Energy and Oil Developments 


Weaker physical market indicators outside the US are disconcerting. While the market has focused on better US inventory trends of late, the global market is quietly showing signs of stress. The US draws are primarily a result of low imports on the back of unsupportive economic arbs in recent months. Yet this lower US import level and returning supply (which is only now showing up for export in Nov) appear to be taking some toll on global markets. The problem appears to be most acute in the Atlantic Basin.

Prompt Brent time spreads eroding. The prompt time spread is now at its lowest level YTD (other than expiry), despite field maintenance. North Sea field maintenance was responsible for the strength / backwardation earlier this year, but maintenance is now fading, adding to North Sea supply. The return of light crude barrels from Libya and Nigeria, along with lower US imports are all also likely contributing to the congestion. Crude differentials are weakening too. Beyond structure, North Sea differentials are all weaker in recent weeks as well. West African crude differentials have also been fading, with some grades now pricing at similar levels to early 2016. Thus, it’s not surprising that Bloomberg reported an abnormally high number of tankers (as many as 10) in the North Sea waiting on transfers. The primary challenge is that Atlantic Basin loadings are finally recovering. Refinery maintenance isn’t the primary issue. The market is currently trading Dec-16 Brent, which should reflect a period of elevated refinery demand. Rather, crude loadings (which are more important than production) are only now recovering in West Africa, the North Sea and Libya after being at low levels from May-Oct. This is why many recent inventory data points citing bullish inventory draws are simply backward looking.

 Rising tanker rates add to the problem as the arb to Asia becomes more expensive. The backlog should clear with appropriate price signals, but it also suggests oversupply risk persists. If Atlantic Basin differentials shift enough, these barrels will find a home. The US import arb appears to be opening back up. Asia also has an appetite for these barrels when the arb is open, and refiners are coming out of maintenance. However, such changes just shift the inventory picture regionally. The Dubai curve offers a mixed picture. Typically, Dubai reflects Asian demand. Front month spreads are volatile with spot purchases and have moved into backwardation after being weak into the roll in early Oct. Yet, the more stable Dubai 2-3 is weakening.

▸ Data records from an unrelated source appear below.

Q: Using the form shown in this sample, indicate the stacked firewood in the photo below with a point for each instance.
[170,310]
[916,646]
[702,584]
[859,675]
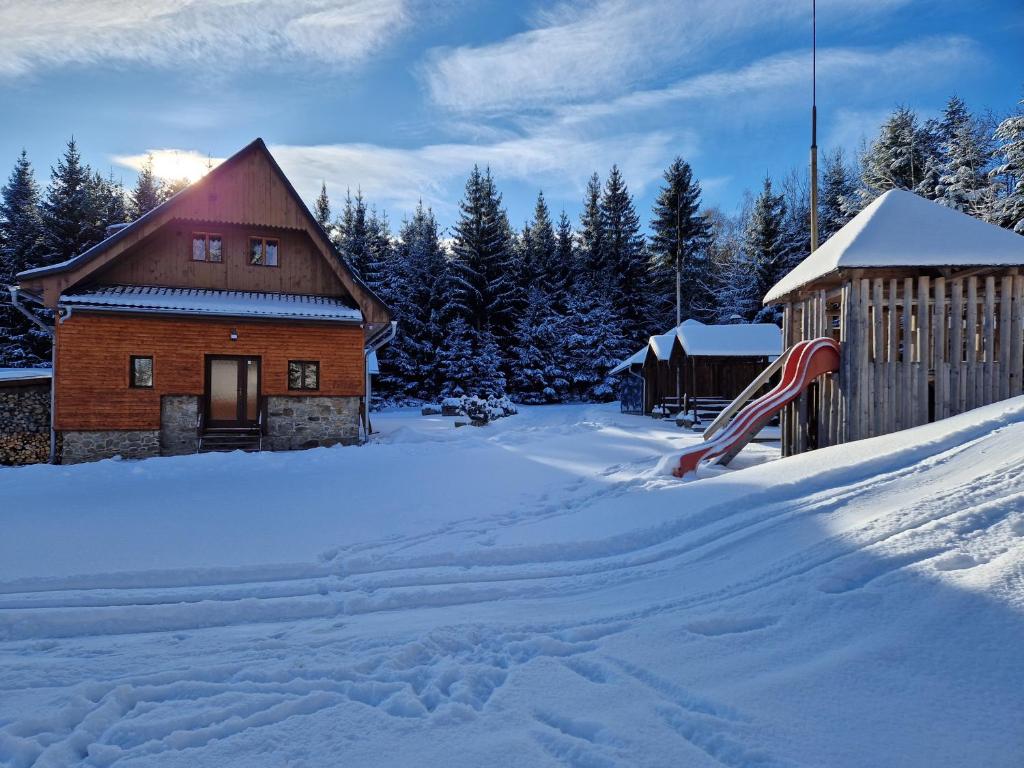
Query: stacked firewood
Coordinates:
[25,448]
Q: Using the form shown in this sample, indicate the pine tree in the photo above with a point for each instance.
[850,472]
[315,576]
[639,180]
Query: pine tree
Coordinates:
[22,247]
[626,258]
[591,251]
[897,158]
[679,245]
[839,189]
[966,146]
[764,247]
[352,232]
[322,208]
[70,218]
[1008,209]
[482,267]
[147,193]
[410,364]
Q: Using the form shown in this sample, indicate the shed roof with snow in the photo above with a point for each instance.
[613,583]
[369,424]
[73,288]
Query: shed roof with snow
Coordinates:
[902,229]
[699,340]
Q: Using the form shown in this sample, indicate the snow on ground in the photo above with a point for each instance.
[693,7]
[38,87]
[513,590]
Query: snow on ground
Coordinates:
[529,593]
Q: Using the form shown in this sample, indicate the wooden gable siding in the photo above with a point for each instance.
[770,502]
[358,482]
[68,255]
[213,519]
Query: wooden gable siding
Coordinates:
[165,259]
[93,352]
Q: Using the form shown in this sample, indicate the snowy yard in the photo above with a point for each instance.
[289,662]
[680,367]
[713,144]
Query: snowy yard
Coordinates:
[537,592]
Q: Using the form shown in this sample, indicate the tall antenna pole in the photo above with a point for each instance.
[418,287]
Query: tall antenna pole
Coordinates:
[814,128]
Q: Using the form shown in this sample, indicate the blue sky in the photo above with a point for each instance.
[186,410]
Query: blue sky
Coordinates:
[400,97]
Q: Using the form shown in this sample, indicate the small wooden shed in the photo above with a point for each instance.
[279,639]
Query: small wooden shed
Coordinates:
[700,363]
[928,305]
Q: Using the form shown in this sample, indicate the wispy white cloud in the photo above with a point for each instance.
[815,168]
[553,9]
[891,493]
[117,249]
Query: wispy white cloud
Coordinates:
[585,50]
[785,75]
[171,165]
[170,33]
[397,178]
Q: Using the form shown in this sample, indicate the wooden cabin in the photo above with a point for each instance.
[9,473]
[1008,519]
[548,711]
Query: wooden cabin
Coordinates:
[222,318]
[928,306]
[697,366]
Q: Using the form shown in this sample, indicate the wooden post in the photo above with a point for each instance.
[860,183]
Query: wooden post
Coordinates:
[906,360]
[878,359]
[924,349]
[988,318]
[863,358]
[971,348]
[957,392]
[941,382]
[1017,338]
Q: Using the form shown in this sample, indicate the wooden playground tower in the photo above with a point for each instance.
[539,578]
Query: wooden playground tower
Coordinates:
[920,341]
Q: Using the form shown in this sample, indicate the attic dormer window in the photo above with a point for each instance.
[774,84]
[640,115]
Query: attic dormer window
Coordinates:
[207,247]
[263,251]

Total rig count and time lags continue to distort the magnitude of US response. The growth rate of more productive horizontal rigs has continued unabated, with volatility coming in vertical and directional rigs. For example, talk of slowing total rig additions in the Permian misses the true trend. Horizontal rigs in the Midland Basin have increased by 14 since early Sep, whereas vertical rigs have declined by 4 and directional rigs are flat. Rigs are also moving to the most productive acreage. Top IP counties in the Midland Basin now have a rig count above pre-downturn levels and only 12 below all-time highs. We should see rig counts continue to increase in the wake of the recent price rally and hedging, but with a lag. Rig counts typically lag prices by 3-4 months, so we would expect to see more rigs added, especially near year-end. Since prices also spur producer hedging, a similar lag exists between rigs and the 12-24 WTI time spread. The correlation between the 4-6-month lagged rig count and the WTI spread is 0.85-0.87 since 2012. The time lag can be longer with horizontal oil rigs due to logistics and pad drilling time, as well as the mix shifts we saw in recent years. Yet, all items point to increased hedging, as well as production growth in 9-12 months time. Commercial shorts reached the highest levels since early April, and the 12-24 spread is approaching YTD highs. The recent rise in horizontal rigs and hedging at increasingly lower thresholds is indicative of lower breakevens and the US potential. In mid-2015, producer hedging was significant at $65. Now we tend to see large amounts of hedging in the low-to-mid 50s. And yet, well productivity has the potential to rise substantially from here. In other words, the US cost curve has moved lower in this downturn and could move even lower over time.

Moreover, a more modest US production decline related to OPEC intervention reduces the need for a sudden and large US response, which suggests fears of a large oil services crunch and cost inflation, or a supply shortfall, are being partly mitigated. We are increasingly in the Exxon camp, as US shale’s disruptive nature remains underappreciated. Many bullish arguments we hear on US tight oil are similar to those we heard in natural gas from 2012-15, and increasingly we see similarities with the development of new basins, shifting capital allocation and productivity gains.